So the prof said in class that the proof of this is hard, but we might want to attempt at home. I won't be able to see him again until Wednesday, but I'm guessing there is some hole in my proof, since it didn't take me very long. Tough I can't tell what the problem is.
I hope it's not sloppy to read. I've never written a long proof with the intent of it being read before.
THEOREM
For all integers $ a, b, m $ and $ GCD(a, b) = 1 $, there are infinitely many primes of the form $ am + b $
PROOF
(Let $a, b, c, n_i $ be integers)
By contradiction, let us assume our theorem to be false.
Then it follows that there exist two integers $ a, b $, where $GCD(a, b) = 1 $, such that, for all $ m $,
$ \displaystyle \frac{am + b}{c} = n_1 $
That is, $ c | am + b $.
For some $ c $ and some $ n_1 $. ( The value of $ c $ and $ n_1 $ changing as the value of $m$ changes.)

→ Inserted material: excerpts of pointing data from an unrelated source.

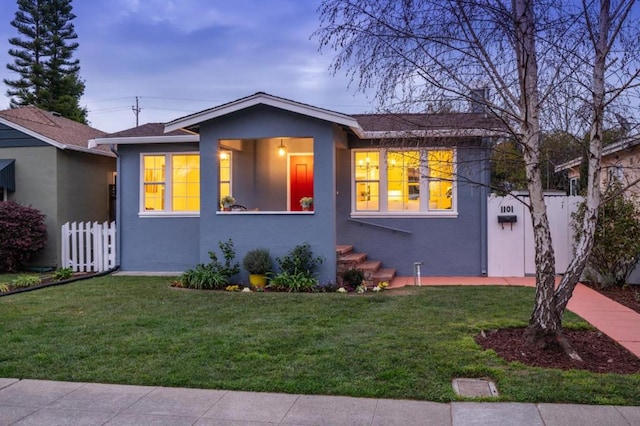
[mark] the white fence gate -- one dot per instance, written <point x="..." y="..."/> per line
<point x="511" y="248"/>
<point x="89" y="247"/>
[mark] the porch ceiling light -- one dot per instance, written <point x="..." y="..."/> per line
<point x="282" y="150"/>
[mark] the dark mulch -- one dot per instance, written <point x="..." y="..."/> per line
<point x="600" y="354"/>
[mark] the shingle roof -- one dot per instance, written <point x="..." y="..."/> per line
<point x="411" y="122"/>
<point x="149" y="129"/>
<point x="68" y="134"/>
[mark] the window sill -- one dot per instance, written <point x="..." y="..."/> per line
<point x="167" y="214"/>
<point x="402" y="215"/>
<point x="258" y="212"/>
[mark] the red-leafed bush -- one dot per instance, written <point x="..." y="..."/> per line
<point x="22" y="234"/>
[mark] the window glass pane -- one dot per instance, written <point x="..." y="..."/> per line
<point x="367" y="173"/>
<point x="403" y="180"/>
<point x="368" y="196"/>
<point x="224" y="190"/>
<point x="440" y="165"/>
<point x="186" y="182"/>
<point x="154" y="197"/>
<point x="153" y="179"/>
<point x="225" y="173"/>
<point x="367" y="165"/>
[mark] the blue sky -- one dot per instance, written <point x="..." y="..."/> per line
<point x="183" y="56"/>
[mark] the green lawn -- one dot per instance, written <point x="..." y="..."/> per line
<point x="138" y="330"/>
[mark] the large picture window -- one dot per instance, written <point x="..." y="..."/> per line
<point x="403" y="182"/>
<point x="225" y="173"/>
<point x="171" y="182"/>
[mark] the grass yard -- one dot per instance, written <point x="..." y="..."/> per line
<point x="138" y="330"/>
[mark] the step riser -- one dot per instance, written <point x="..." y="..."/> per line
<point x="371" y="269"/>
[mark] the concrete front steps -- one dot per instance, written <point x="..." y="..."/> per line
<point x="372" y="269"/>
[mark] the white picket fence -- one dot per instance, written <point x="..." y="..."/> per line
<point x="89" y="247"/>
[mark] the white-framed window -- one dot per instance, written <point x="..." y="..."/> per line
<point x="225" y="173"/>
<point x="170" y="183"/>
<point x="616" y="175"/>
<point x="574" y="186"/>
<point x="404" y="182"/>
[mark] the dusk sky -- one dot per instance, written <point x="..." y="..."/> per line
<point x="183" y="56"/>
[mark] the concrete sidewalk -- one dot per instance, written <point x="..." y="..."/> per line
<point x="44" y="403"/>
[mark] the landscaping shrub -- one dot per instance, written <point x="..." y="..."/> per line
<point x="23" y="235"/>
<point x="257" y="261"/>
<point x="299" y="259"/>
<point x="616" y="247"/>
<point x="24" y="281"/>
<point x="353" y="277"/>
<point x="295" y="283"/>
<point x="214" y="275"/>
<point x="297" y="270"/>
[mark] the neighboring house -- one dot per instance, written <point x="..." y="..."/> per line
<point x="620" y="163"/>
<point x="423" y="202"/>
<point x="45" y="163"/>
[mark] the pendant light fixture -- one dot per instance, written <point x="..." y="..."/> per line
<point x="282" y="150"/>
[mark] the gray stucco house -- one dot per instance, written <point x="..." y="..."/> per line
<point x="401" y="188"/>
<point x="45" y="163"/>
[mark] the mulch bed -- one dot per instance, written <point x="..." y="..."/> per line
<point x="600" y="354"/>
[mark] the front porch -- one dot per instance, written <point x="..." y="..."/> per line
<point x="267" y="175"/>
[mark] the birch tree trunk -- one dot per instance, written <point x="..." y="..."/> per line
<point x="601" y="41"/>
<point x="545" y="323"/>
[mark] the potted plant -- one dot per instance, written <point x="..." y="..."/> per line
<point x="227" y="201"/>
<point x="258" y="263"/>
<point x="306" y="202"/>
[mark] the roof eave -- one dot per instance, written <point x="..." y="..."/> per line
<point x="52" y="142"/>
<point x="265" y="99"/>
<point x="31" y="133"/>
<point x="432" y="133"/>
<point x="142" y="140"/>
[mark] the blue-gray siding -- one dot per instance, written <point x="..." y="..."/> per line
<point x="446" y="246"/>
<point x="151" y="244"/>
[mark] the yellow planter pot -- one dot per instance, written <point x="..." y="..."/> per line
<point x="258" y="280"/>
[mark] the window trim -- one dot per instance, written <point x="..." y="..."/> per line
<point x="424" y="186"/>
<point x="574" y="186"/>
<point x="220" y="181"/>
<point x="168" y="183"/>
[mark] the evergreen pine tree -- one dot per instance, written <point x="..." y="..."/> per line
<point x="48" y="74"/>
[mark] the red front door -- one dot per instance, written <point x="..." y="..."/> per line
<point x="300" y="179"/>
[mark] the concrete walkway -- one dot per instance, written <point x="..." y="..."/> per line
<point x="45" y="403"/>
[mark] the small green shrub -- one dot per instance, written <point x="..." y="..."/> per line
<point x="299" y="259"/>
<point x="203" y="277"/>
<point x="62" y="274"/>
<point x="293" y="283"/>
<point x="257" y="261"/>
<point x="23" y="234"/>
<point x="353" y="277"/>
<point x="616" y="247"/>
<point x="214" y="275"/>
<point x="26" y="281"/>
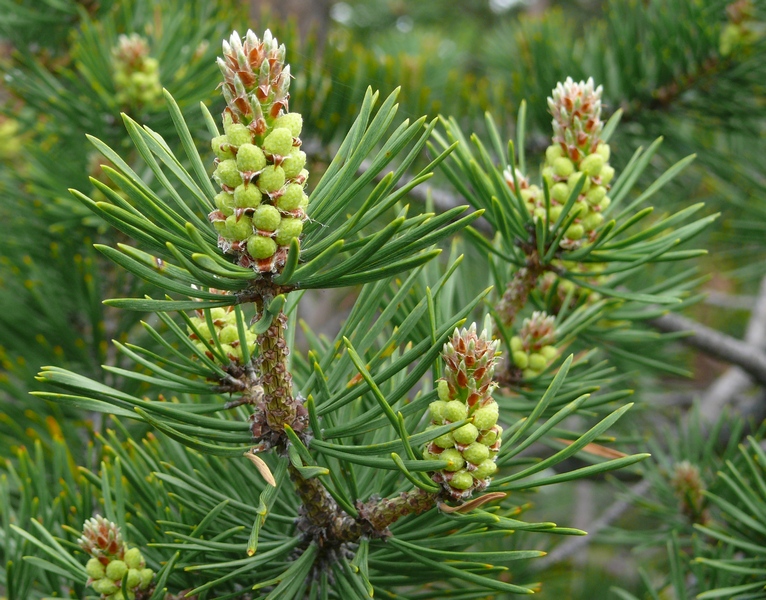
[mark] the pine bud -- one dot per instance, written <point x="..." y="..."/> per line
<point x="688" y="487"/>
<point x="227" y="332"/>
<point x="465" y="393"/>
<point x="136" y="74"/>
<point x="535" y="341"/>
<point x="260" y="156"/>
<point x="576" y="110"/>
<point x="101" y="538"/>
<point x="111" y="561"/>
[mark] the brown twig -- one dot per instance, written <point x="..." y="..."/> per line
<point x="742" y="354"/>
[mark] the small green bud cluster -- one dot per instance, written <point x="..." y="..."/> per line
<point x="136" y="74"/>
<point x="689" y="489"/>
<point x="577" y="152"/>
<point x="225" y="324"/>
<point x="259" y="162"/>
<point x="465" y="394"/>
<point x="534" y="348"/>
<point x="111" y="561"/>
<point x="564" y="286"/>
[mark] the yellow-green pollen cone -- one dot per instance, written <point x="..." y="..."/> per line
<point x="465" y="394"/>
<point x="577" y="153"/>
<point x="259" y="164"/>
<point x="111" y="560"/>
<point x="225" y="325"/>
<point x="533" y="350"/>
<point x="136" y="74"/>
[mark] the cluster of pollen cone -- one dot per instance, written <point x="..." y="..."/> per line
<point x="259" y="162"/>
<point x="577" y="152"/>
<point x="465" y="394"/>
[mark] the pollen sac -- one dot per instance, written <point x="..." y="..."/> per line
<point x="465" y="396"/>
<point x="225" y="332"/>
<point x="259" y="163"/>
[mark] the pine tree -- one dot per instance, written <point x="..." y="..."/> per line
<point x="398" y="454"/>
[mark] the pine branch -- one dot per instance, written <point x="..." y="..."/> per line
<point x="717" y="344"/>
<point x="442" y="200"/>
<point x="609" y="516"/>
<point x="736" y="380"/>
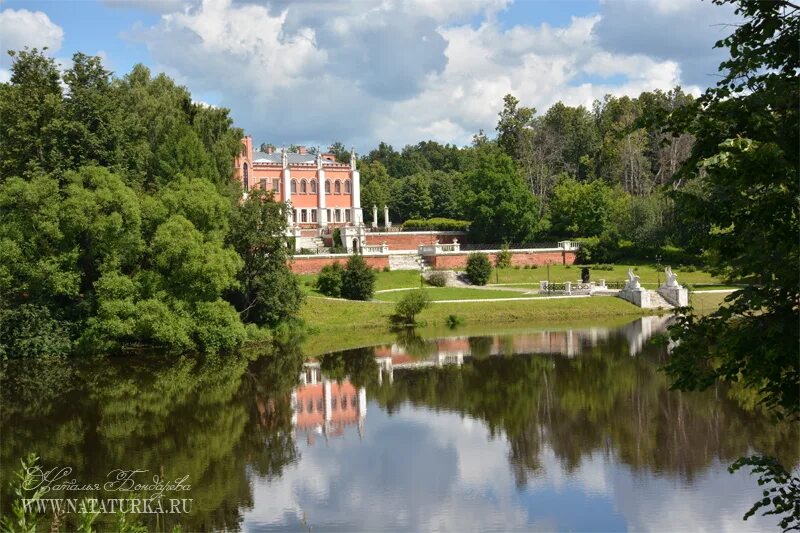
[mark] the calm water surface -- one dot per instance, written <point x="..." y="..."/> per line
<point x="561" y="429"/>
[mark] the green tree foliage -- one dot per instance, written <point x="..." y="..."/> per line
<point x="514" y="119"/>
<point x="503" y="257"/>
<point x="744" y="163"/>
<point x="410" y="305"/>
<point x="329" y="280"/>
<point x="586" y="209"/>
<point x="116" y="207"/>
<point x="479" y="268"/>
<point x="412" y="197"/>
<point x="268" y="292"/>
<point x="499" y="204"/>
<point x="358" y="279"/>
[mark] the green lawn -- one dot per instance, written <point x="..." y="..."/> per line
<point x="648" y="275"/>
<point x="455" y="293"/>
<point x="340" y="324"/>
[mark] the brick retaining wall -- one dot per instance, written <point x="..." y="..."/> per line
<point x="411" y="240"/>
<point x="311" y="264"/>
<point x="451" y="260"/>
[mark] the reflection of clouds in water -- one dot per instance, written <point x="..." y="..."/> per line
<point x="421" y="469"/>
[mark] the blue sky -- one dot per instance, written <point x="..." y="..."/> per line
<point x="397" y="70"/>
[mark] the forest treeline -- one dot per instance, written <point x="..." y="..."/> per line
<point x="120" y="223"/>
<point x="603" y="173"/>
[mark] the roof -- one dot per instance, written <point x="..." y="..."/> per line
<point x="294" y="158"/>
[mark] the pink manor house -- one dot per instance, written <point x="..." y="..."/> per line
<point x="321" y="191"/>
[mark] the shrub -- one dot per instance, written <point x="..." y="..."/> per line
<point x="454" y="320"/>
<point x="30" y="331"/>
<point x="329" y="281"/>
<point x="358" y="279"/>
<point x="503" y="257"/>
<point x="479" y="268"/>
<point x="437" y="279"/>
<point x="336" y="244"/>
<point x="435" y="224"/>
<point x="410" y="305"/>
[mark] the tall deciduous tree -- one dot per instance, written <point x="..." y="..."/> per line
<point x="745" y="159"/>
<point x="268" y="292"/>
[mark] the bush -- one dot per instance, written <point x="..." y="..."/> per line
<point x="435" y="224"/>
<point x="410" y="305"/>
<point x="336" y="242"/>
<point x="504" y="257"/>
<point x="437" y="279"/>
<point x="454" y="320"/>
<point x="478" y="268"/>
<point x="358" y="279"/>
<point x="329" y="281"/>
<point x="30" y="331"/>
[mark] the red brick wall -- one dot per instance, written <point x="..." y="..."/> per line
<point x="407" y="240"/>
<point x="451" y="261"/>
<point x="311" y="264"/>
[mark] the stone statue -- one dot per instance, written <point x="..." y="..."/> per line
<point x="672" y="279"/>
<point x="633" y="281"/>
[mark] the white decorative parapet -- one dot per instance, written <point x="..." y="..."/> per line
<point x="376" y="249"/>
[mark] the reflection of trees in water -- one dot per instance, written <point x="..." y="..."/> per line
<point x="604" y="400"/>
<point x="215" y="419"/>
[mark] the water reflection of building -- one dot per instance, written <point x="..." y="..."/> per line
<point x="639" y="331"/>
<point x="324" y="407"/>
<point x="569" y="343"/>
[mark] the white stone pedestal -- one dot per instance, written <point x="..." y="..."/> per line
<point x="639" y="297"/>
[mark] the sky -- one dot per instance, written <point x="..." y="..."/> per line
<point x="401" y="71"/>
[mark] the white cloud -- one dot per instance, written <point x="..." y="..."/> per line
<point x="408" y="70"/>
<point x="20" y="28"/>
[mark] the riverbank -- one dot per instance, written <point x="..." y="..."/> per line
<point x="337" y="324"/>
<point x="341" y="324"/>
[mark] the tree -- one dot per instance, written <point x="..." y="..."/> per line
<point x="31" y="107"/>
<point x="410" y="305"/>
<point x="329" y="280"/>
<point x="586" y="209"/>
<point x="268" y="292"/>
<point x="514" y="120"/>
<point x="745" y="160"/>
<point x="358" y="279"/>
<point x="412" y="198"/>
<point x="499" y="204"/>
<point x="479" y="268"/>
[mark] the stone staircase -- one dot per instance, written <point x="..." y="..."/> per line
<point x="309" y="243"/>
<point x="410" y="261"/>
<point x="657" y="301"/>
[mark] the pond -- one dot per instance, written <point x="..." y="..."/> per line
<point x="554" y="429"/>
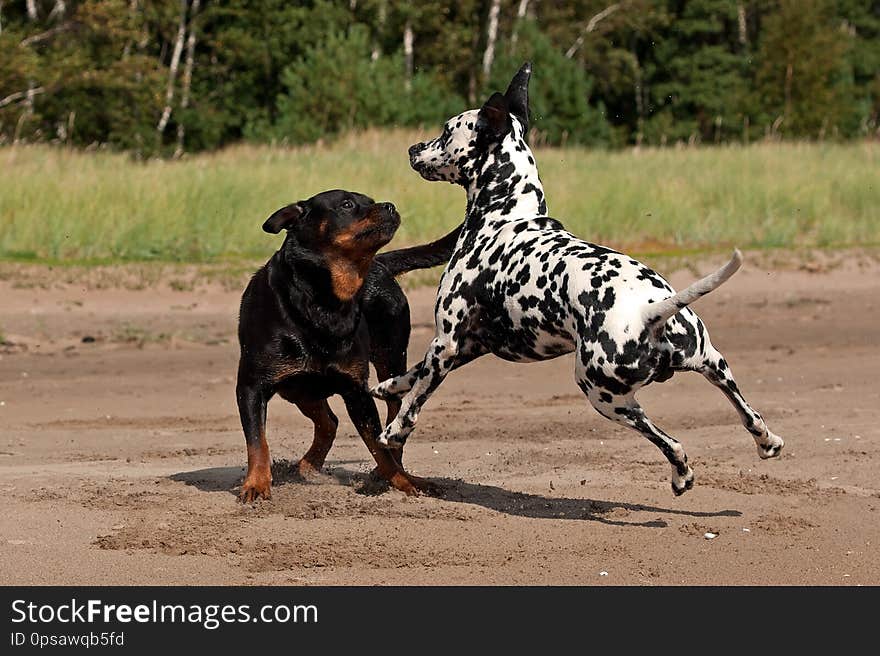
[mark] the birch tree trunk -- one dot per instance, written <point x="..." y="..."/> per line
<point x="520" y="14"/>
<point x="380" y="29"/>
<point x="58" y="10"/>
<point x="591" y="25"/>
<point x="407" y="52"/>
<point x="491" y="37"/>
<point x="741" y="21"/>
<point x="175" y="64"/>
<point x="187" y="74"/>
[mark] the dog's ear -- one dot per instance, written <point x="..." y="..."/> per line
<point x="493" y="121"/>
<point x="517" y="95"/>
<point x="284" y="218"/>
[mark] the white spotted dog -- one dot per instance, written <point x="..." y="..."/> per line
<point x="520" y="286"/>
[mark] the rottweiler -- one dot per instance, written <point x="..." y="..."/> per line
<point x="313" y="318"/>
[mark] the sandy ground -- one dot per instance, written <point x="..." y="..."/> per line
<point x="120" y="455"/>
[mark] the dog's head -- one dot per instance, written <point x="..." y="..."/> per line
<point x="337" y="223"/>
<point x="452" y="155"/>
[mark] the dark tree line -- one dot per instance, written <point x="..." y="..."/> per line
<point x="169" y="76"/>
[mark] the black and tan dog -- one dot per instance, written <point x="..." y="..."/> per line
<point x="315" y="316"/>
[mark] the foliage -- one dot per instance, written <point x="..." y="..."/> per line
<point x="95" y="73"/>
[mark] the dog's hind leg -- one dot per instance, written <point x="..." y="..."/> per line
<point x="387" y="365"/>
<point x="716" y="370"/>
<point x="252" y="403"/>
<point x="362" y="410"/>
<point x="624" y="409"/>
<point x="325" y="432"/>
<point x="397" y="386"/>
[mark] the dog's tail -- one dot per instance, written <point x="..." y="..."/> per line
<point x="657" y="314"/>
<point x="424" y="256"/>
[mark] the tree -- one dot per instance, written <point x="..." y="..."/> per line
<point x="802" y="81"/>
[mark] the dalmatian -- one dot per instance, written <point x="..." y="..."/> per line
<point x="523" y="288"/>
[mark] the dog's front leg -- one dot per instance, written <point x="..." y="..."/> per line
<point x="439" y="361"/>
<point x="396" y="387"/>
<point x="252" y="411"/>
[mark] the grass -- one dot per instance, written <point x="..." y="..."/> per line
<point x="61" y="206"/>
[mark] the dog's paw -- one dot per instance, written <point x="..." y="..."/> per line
<point x="772" y="446"/>
<point x="380" y="392"/>
<point x="256" y="487"/>
<point x="681" y="484"/>
<point x="392" y="438"/>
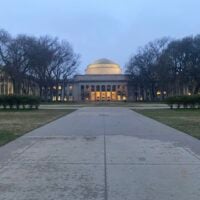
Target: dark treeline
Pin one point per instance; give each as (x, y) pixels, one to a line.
(166, 67)
(44, 61)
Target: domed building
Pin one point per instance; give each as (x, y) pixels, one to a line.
(103, 81)
(103, 67)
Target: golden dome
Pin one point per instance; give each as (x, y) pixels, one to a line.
(102, 67)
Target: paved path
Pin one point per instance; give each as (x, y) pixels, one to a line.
(101, 154)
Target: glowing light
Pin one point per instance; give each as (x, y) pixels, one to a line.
(158, 93)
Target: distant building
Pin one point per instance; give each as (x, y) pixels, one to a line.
(103, 81)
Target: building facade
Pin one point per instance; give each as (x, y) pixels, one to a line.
(103, 81)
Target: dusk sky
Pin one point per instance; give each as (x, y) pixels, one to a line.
(102, 28)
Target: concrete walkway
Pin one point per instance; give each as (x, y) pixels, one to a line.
(101, 154)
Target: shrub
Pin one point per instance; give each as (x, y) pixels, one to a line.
(184, 101)
(17, 101)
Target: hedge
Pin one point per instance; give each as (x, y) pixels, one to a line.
(184, 101)
(17, 101)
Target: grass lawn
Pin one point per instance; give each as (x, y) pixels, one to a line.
(16, 123)
(186, 120)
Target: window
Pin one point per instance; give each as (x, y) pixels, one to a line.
(103, 88)
(98, 88)
(114, 88)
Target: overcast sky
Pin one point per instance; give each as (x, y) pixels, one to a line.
(102, 28)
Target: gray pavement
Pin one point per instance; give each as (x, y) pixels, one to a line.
(101, 154)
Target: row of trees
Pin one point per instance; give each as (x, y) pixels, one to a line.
(171, 67)
(44, 60)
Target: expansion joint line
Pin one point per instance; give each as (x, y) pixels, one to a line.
(105, 161)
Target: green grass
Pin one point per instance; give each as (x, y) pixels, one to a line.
(186, 120)
(14, 124)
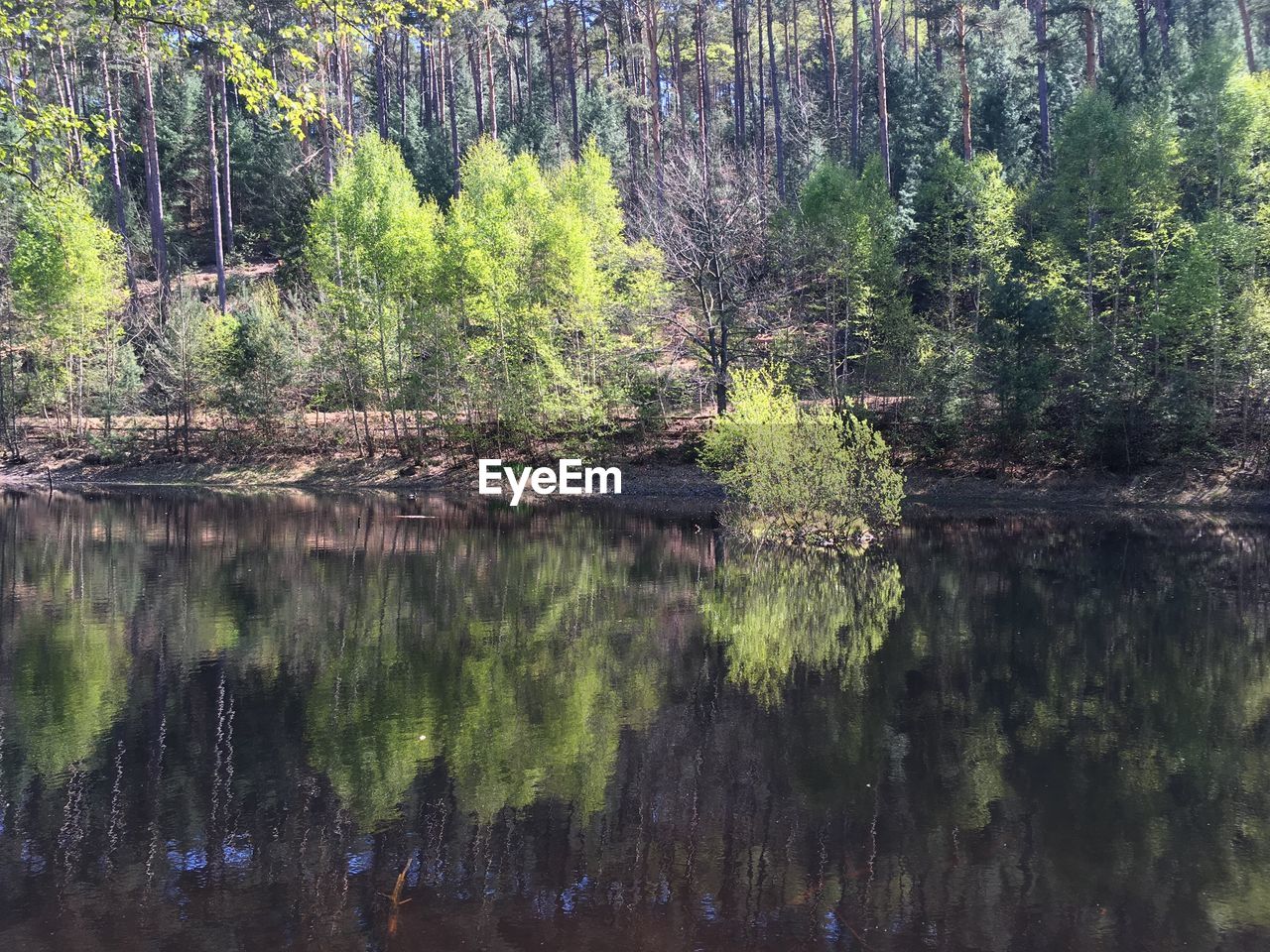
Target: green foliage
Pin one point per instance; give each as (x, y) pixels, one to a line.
(808, 476)
(848, 230)
(776, 611)
(372, 252)
(254, 357)
(539, 275)
(961, 248)
(67, 284)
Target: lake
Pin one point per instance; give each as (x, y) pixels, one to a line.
(300, 721)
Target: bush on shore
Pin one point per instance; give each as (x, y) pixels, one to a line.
(807, 476)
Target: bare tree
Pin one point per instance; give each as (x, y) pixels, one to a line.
(711, 229)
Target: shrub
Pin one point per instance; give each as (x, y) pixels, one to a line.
(803, 476)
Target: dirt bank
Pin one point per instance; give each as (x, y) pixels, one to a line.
(672, 477)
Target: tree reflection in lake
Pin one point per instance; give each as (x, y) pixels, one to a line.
(236, 720)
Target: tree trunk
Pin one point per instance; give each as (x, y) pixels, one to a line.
(227, 198)
(492, 85)
(654, 75)
(1139, 8)
(1162, 23)
(883, 119)
(776, 104)
(966, 143)
(116, 164)
(213, 184)
(547, 46)
(447, 64)
(829, 45)
(855, 82)
(1042, 80)
(698, 41)
(150, 151)
(477, 93)
(1248, 49)
(1091, 50)
(572, 79)
(381, 90)
(738, 72)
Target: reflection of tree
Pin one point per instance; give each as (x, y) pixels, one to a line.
(772, 611)
(68, 678)
(1062, 742)
(521, 684)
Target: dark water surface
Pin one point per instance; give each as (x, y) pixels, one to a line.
(303, 722)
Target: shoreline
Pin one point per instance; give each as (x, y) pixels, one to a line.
(674, 483)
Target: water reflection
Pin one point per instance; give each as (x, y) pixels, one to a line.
(262, 722)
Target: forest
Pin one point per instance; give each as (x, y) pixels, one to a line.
(1012, 231)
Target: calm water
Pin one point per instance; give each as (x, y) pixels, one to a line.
(304, 722)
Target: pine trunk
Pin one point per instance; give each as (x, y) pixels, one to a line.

Since $a$ and $b$ have no factors in common, it follows that:
$ \displaystyle \frac{m}{c} + \frac{b}{c} = n_2 $
(That is, that $ GCD(m, b) > 1 $ in order for Equality 1 to hold, and thus, both are divisible by some $c$.)
But this contradicts (1.) in the following way:
It is clear that, for some set of primes $ \{ p_{b1}...p_{bk} \} $, $ b = p_{b1} p_{b2} ... c ... p_{bk} $.
But suppose an $m > b$ such that
$ m = p_{m1} p_{m2} ... p_{mq}$, and
$ \{p_{b1}...p_{bk}\} \cap \{p_{m1}...p_{mq}\} = \emptyset $
For example: $ m = p_{bk+1} $
Clearly, not all $ m $'s have a common factor with $b$.
From this it follows that there must be at least one integer $ m $ for which $ am + b $ is prime.
Proving there are infinitely many more is possible once this single case is found (this part we did in class, so I won't write it).